Na tese Incêndios florestais e mudanças ambientais na Amazônia Sul. Comparativo entre alterações recentes e registros paleoclimáticos, defendida pela Universidade Federal Fluminense (UFF), o autor Renato de Aragão Ribeiro Rodrigues (coordenador da Sub-rede de Agricultura da Rede CLIMA) busca, nos testemunhos coletados, informações sobre a frequência e a intensidade de incêndios na Floresta Amazônica, na região de Alta Floresta (norte do Estado de Mato Grosso) e no Lago do Saci (sul do Pará). Apesar de os locais de coleta serem bem próximos (aproximadamente 100 km de distância entre Alta Floresta e o Lago do Saci), o que diferencia as regiões é a ação antrópica, que se intensifica na década de 1980 em Alta Floresta com a exploração mineral, agropecuária e madeireira, em contraste com o Lago do Saci, que permanece preservado. Os testemunhos coletados no Lago do Saci dão pistas de uma Amazônia desde 30 mil anos atrás. Neles, a argila subterrânea gera fatias de tempo, camadas de cores de fogo, água e vegetação que datam os acontecimentos climáticos da região. A argila “recentemente” escurecida denuncia a intensificação da presença do carvão e as queimadas na floresta em escala milenar. A tese faz uma comparação com os testemunhos coletados na região de Alta Floresta, analisando, em uma escala de 3 décadas (de 1975 a 2008), os impactos das mudanças no uso da terra, e constatando uma frequência muito maior e mais acelerada de incêndios na região em relação à análise milenar do Lago do Saci que não sofreu as mesmas alterações.
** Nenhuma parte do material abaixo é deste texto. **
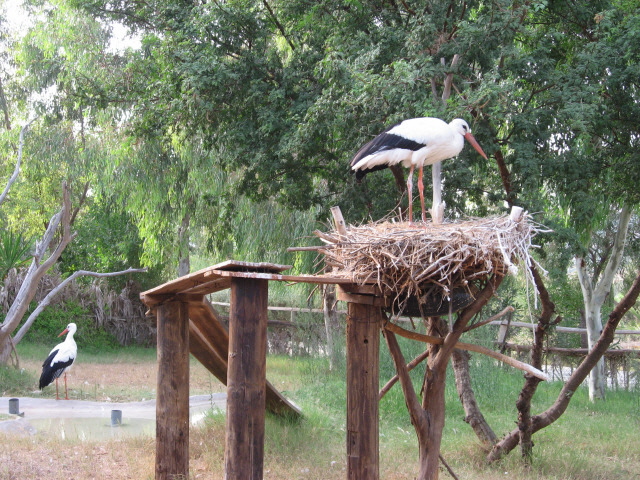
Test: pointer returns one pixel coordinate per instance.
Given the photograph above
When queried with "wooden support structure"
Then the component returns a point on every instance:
(246, 377)
(172, 403)
(363, 346)
(187, 324)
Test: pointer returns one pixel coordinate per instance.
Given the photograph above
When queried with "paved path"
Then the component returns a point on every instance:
(43, 408)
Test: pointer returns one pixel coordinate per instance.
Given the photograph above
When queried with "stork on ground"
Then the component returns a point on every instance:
(414, 143)
(59, 361)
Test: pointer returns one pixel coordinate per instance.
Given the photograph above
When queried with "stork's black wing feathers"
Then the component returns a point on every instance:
(383, 142)
(51, 372)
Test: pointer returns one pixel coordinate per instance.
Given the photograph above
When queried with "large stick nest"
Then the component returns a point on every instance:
(430, 269)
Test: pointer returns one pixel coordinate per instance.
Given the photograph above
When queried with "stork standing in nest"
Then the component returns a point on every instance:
(415, 143)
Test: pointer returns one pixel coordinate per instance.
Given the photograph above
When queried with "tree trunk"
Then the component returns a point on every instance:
(594, 293)
(428, 417)
(36, 271)
(184, 259)
(473, 415)
(538, 422)
(331, 324)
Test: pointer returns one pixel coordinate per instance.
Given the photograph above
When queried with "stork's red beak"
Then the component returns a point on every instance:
(475, 144)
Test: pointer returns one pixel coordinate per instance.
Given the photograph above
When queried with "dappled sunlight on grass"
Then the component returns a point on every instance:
(589, 442)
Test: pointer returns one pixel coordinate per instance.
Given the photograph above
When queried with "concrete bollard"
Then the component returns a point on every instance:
(116, 418)
(14, 406)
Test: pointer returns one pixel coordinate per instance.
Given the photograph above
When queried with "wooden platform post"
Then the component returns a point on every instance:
(246, 379)
(363, 346)
(172, 407)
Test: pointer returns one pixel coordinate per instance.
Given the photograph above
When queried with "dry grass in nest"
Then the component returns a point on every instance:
(436, 261)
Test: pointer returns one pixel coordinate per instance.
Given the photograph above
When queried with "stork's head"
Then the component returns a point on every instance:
(462, 127)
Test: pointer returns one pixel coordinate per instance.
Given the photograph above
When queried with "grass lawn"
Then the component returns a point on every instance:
(589, 442)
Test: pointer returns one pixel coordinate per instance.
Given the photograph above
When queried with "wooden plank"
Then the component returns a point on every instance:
(363, 299)
(195, 279)
(172, 407)
(363, 346)
(211, 348)
(246, 380)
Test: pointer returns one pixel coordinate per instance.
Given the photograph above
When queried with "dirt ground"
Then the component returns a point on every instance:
(24, 457)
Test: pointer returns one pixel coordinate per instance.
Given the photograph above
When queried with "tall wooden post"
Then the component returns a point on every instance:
(363, 346)
(172, 406)
(246, 379)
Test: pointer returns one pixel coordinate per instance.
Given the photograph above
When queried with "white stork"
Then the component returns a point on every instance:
(59, 361)
(414, 143)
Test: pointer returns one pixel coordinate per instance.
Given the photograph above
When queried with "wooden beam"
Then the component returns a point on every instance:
(246, 379)
(172, 407)
(363, 346)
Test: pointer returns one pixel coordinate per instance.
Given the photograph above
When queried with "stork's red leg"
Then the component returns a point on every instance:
(410, 192)
(421, 191)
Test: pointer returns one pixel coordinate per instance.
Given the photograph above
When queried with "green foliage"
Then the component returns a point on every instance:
(52, 321)
(14, 381)
(14, 249)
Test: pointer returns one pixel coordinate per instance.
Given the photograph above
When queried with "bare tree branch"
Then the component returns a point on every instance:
(16, 170)
(50, 296)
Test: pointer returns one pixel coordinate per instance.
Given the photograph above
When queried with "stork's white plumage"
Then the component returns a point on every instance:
(414, 143)
(59, 361)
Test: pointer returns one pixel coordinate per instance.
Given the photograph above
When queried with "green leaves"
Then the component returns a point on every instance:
(14, 251)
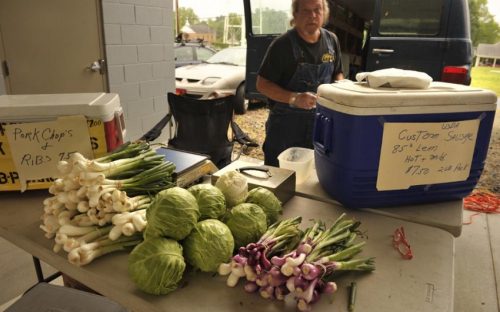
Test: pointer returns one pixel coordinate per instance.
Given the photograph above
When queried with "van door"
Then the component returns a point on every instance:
(264, 21)
(408, 34)
(52, 46)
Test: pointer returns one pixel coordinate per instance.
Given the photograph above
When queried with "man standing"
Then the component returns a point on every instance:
(295, 64)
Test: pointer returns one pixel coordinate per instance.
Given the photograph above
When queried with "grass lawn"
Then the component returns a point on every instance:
(487, 78)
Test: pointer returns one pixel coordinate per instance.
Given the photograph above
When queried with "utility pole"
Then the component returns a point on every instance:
(177, 17)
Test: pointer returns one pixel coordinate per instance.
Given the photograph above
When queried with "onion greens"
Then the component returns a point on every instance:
(286, 261)
(99, 206)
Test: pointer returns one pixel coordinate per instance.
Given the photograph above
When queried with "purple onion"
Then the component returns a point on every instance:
(251, 287)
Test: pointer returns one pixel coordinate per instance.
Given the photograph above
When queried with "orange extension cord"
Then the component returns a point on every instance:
(482, 202)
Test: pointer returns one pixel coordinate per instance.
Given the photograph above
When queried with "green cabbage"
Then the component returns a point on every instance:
(247, 223)
(209, 244)
(234, 186)
(211, 201)
(156, 265)
(267, 201)
(174, 213)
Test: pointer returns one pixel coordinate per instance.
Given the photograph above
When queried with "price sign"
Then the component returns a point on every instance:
(37, 147)
(426, 153)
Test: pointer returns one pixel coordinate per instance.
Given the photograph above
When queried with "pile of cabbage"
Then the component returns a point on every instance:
(199, 228)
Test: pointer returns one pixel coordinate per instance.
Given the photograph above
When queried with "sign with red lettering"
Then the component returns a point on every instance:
(37, 147)
(426, 153)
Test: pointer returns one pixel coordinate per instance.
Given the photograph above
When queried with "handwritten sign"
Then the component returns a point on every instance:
(426, 153)
(37, 147)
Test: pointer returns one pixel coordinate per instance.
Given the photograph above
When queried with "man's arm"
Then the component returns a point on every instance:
(339, 76)
(305, 100)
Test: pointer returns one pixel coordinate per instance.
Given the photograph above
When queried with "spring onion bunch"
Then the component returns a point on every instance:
(96, 202)
(305, 271)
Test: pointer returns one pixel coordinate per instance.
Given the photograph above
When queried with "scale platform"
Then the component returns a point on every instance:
(189, 167)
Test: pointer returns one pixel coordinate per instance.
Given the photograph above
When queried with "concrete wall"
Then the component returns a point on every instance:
(139, 38)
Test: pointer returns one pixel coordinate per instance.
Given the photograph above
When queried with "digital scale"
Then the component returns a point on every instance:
(189, 167)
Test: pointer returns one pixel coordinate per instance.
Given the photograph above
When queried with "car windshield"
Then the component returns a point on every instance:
(230, 56)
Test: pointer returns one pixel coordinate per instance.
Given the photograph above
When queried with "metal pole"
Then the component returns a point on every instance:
(177, 16)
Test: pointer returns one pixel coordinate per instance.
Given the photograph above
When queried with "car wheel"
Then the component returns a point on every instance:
(240, 104)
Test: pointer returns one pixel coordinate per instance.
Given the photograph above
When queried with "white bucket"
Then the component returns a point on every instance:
(298, 159)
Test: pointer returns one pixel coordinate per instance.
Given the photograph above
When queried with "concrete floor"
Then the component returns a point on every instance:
(477, 267)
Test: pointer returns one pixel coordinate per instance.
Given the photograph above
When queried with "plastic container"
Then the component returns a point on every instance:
(349, 132)
(298, 159)
(104, 119)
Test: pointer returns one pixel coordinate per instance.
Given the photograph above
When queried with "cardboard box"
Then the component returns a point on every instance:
(102, 111)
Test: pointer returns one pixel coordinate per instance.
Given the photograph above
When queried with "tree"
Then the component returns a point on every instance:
(484, 28)
(187, 14)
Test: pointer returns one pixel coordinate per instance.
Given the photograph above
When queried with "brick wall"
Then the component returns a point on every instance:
(139, 38)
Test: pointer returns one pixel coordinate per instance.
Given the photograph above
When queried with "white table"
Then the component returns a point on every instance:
(444, 215)
(424, 283)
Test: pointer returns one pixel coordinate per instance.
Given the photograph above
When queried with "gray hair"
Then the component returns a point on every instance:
(295, 9)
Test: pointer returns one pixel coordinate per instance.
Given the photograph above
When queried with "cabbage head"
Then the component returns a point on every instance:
(247, 222)
(173, 213)
(267, 201)
(209, 244)
(211, 201)
(156, 265)
(234, 186)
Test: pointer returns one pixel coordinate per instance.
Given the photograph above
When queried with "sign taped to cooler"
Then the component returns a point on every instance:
(425, 153)
(104, 130)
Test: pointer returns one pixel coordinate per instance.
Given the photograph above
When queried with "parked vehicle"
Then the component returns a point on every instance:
(431, 36)
(221, 74)
(187, 53)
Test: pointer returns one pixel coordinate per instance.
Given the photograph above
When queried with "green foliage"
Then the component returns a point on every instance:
(269, 21)
(209, 244)
(484, 28)
(247, 223)
(156, 265)
(173, 213)
(211, 201)
(187, 14)
(486, 78)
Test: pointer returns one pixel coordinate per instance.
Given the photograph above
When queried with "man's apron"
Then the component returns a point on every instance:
(288, 126)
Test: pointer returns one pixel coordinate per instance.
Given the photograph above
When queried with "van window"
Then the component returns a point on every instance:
(410, 17)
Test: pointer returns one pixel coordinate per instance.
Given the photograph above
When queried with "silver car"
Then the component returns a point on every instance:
(220, 75)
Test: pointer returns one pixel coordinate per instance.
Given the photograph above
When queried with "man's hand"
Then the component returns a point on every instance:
(304, 100)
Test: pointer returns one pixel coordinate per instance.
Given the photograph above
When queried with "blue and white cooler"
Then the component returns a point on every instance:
(379, 147)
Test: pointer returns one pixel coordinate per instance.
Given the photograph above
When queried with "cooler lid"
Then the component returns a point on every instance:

Das profundezas do solo para a superfície, imagens de satélite também dão testemunho sobre o desmatamento causado pelo centro urbano que começa a surgir em Alta Floresta e se expande com a construção de estradas que envolvem as atividades econômicas da região. Imagens de uma floresta verde que se recolore em rosa (ou se “descolore” em rosa), pois nas imagens o rosa é a cor do desatamento, cor do contraste entre a vegetação e o solo exposto. Rosa que demarca a conversão da floresta em áreas abertas que emitem para a atmosfera o mercúrio que restou da mineração, o carbono das queimadas e outros gases do efeito estufa (GEE) presentes no solo. Testemunhos de episódios passados, os registros sedimentares e as imagens de satélite são também importantes para o desenho de um modelo climático futuro, com o qual a tese visa contribuir analisando como as atividades humanas “afetam (e irão afetar) as ligações fogo-clima-vegetação em todas as escalas espaciais”.